Editorial: A mirrored message

Editorial: A mirrored message

With TikToks flooding our “For You Pages” of Sephora sample products littered with gunk and 10 year-olds placing their $110 retinol on the checkout counter, it is clear that social media influencers has a continuous effect on the generations below us. Although these children receive a lot of criticism and backlash, it mirrors our relationship with the internet as well.

The internet used to be a place—a physical place where a person could sit down at their computer and leave as they pleased. With phones, it has become an entity that follows people throughout their lives. Using your phone as you’re walking down the street is seen as its own way of connecting with the world, when it used to be an escape. 

This transition has not been fully illustrated within a generation until now. Children have spent their entire childhoods interacting with the internet this way and know nothing else, while we have experienced its evolution. We may poke fun as the older generation, but it is actually hypocritical—we are the ones creating and supporting the ideas of “influencers,” microtrends and overconsumption that encourages this behavior. This is not a new concept: teenagers and young adults deem certain things cool and trendy, and pre-teens want to meet those standards. Introducing younger children to social media earlier has just made the cycle become quicker and more intense.
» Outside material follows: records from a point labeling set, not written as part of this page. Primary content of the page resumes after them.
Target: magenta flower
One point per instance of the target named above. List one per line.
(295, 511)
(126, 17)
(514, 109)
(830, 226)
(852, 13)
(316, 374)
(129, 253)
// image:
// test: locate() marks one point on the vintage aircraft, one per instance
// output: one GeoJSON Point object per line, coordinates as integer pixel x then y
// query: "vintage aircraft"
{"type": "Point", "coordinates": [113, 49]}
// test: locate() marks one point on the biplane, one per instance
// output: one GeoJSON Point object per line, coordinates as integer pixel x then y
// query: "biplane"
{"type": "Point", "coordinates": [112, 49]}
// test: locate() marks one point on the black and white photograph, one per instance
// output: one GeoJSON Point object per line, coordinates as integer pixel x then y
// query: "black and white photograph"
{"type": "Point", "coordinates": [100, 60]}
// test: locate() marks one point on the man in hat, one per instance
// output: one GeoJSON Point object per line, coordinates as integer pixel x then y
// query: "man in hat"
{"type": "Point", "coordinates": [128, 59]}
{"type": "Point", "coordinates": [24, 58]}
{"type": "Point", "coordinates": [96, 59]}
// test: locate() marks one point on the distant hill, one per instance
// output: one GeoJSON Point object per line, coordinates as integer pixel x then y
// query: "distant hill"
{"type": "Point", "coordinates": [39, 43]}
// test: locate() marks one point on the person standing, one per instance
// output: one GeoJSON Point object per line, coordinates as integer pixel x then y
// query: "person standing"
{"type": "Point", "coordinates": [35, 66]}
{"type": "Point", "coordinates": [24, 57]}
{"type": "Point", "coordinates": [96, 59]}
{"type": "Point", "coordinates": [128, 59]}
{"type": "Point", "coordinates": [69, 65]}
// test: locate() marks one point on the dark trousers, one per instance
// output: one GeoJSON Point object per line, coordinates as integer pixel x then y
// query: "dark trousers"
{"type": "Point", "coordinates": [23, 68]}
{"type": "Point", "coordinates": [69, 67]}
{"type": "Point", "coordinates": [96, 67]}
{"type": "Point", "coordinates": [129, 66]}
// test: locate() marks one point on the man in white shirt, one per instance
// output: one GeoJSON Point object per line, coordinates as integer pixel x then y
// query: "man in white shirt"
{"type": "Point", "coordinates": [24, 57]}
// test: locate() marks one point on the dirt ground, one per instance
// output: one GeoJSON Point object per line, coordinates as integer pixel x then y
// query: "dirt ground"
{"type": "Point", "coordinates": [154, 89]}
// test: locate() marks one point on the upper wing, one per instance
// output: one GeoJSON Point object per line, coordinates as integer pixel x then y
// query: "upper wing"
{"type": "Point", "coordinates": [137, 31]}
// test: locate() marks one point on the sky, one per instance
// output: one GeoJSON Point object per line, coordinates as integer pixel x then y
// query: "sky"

Social media has become inescapable, but that doesn’t mean the problems are unfixable. As the generations creating online environments, we need to be conscious of the audience and what exactly is being promoted. We, as Gen Z, should realize and prioritize face to face communication and realize it is more essential and meaningful than our online lives.

Our take:

Despite criticizing how younger generations interact with social media, we created this phenomenon and should be more conscious of what we post.